If it's totaled you won't be able to get it back on Uber or Lyft as they don't take salvaged titles...you're going to probably be better off taking the payment for the total than repairing the car. let them determine it totaled. did you have loan insurance?


----------



## DieselkW

A teenager that didn't know how to drive is troubling me in this scenario. Was he driving his own car, or his parent's? His parents hopefully have included him on their insurance before giving him the keys, but if it's his car he may be woefully under-insured and you'll have to rely on the blanket insurance from Lyft.

From the Lyft website;
*Ride request accepted through the end of Lyft ride:*
Our primary liability insurance is designed to act as the primary coverage during the period *from the time you accept a ride request until the time the ride has ended in the app.* The policy has a $1,000,000 per accident limit. Note: If you already carry commercial insurance (or personal coverage providing specific coverage for ridesharing), Lyft's policy will continue to be excess to your insurance coverage.


----------



## soupergloo

Goober said:


> If it's totaled you won't be able to get it back on Uber or Lyft as they don't take salvaged titles...you're going to probably be better off taking the payment for the total than repairing the car. let them determine it totaled. did you have loan insurance?
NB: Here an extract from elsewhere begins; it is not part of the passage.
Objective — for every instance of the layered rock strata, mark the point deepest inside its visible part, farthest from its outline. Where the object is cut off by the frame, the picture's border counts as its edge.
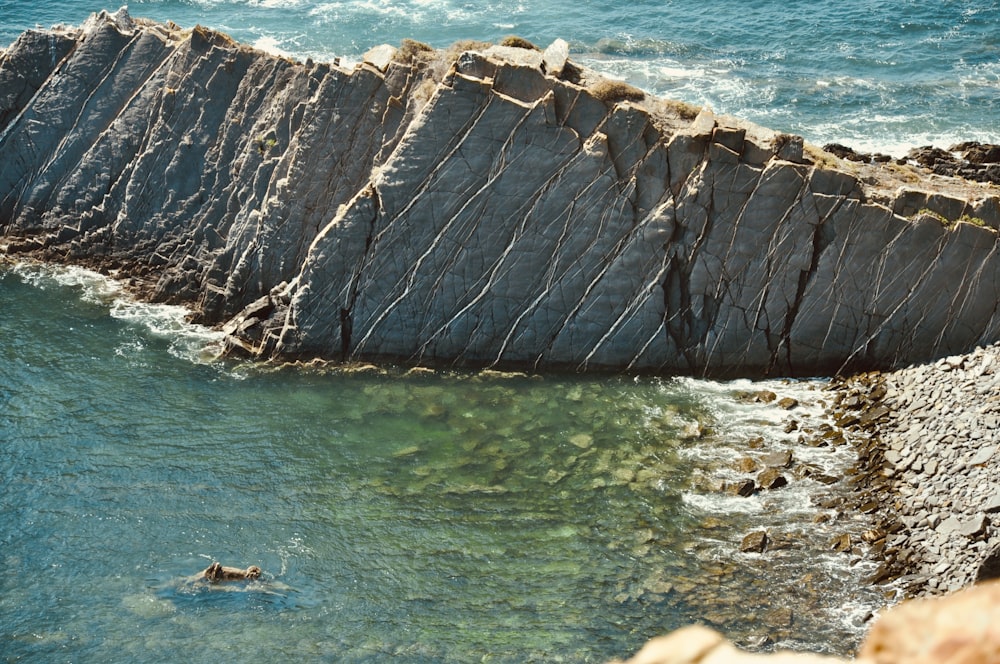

I'm confused by your response - are you suggesting I hope they do or do not deem it totaled? If it's not totaled and gets repaired, will I be able to get back on the Lyft platform? If they do think it's totaled, but I want to keep the car & I have it repaired, I could get kicked off of the Lyft platform? If so, that is so unfair considering this wouldn't have happened to me if I wasn't driving for Lyft in the first place!

I haven't been removed from Uber.


----------



## soupergloo

DieselkW said:


> A teenager that didn't know how to drive is troubling me in this scenario. Was he driving his own car, or his parent's? His parents hopefully have included him on their insurance before giving him the keys, but if it's his car he may be woefully under-insured and you'll have to rely on the blanket insurance from Lyft.


He lived 2-hours outside of San Francisco, and was lost trying to get back to the freeway to get back home which was when he made the illegal u-turn and hit me .. that's why I noted he didn't know how to drive. I'm assuming it was his car, and his insurance, but I honestly can't say for sure yet. I'm thankful he did at least have insurance and immediately took the blame because it's saved me from a lot of other work on top of this mess.


----------



## Goober

soupergloo said:


> I'm confused by your response - are you suggesting I hope they do or do not deem it totaled? If it's not totaled and gets repaired, will I be able to get back on the Lyft platform? If they do think it's totaled, but I want to keep the car & I have it repaired, I could get kicked off of the Lyft platform? If so, that is so unfair considering this wouldn't have happened to me if I wasn't driving for Lyft in the first place!
> 
> I haven't been removed from Uber.


Once a car is deemed totaled, it entails that it has structural damage to the frame and overall safety of a vehicle. A car repaired after being deemed totaled needs a new title, and it is labeled as salvaged. it is very difficult to sell a salvaged car, and may be difficult to insure. Neither Lyft nor Uber accept salvaged titles. So, I'm saying I do hope they deem it totaled as you can negotiate an above market resale value for your car and use that money to pay off the existing loan or use it towards a down payment on a new vehicle.

You shouldn't need Lyft's insurance in this case at all and will primarily deal with the at fault party's insurance.


----------



## cheerose

Here's the issue that we are all talking about.

Even though your insurance policy will not be involved with this claim, it may still be against your policy to be using your car in a for-hire basis.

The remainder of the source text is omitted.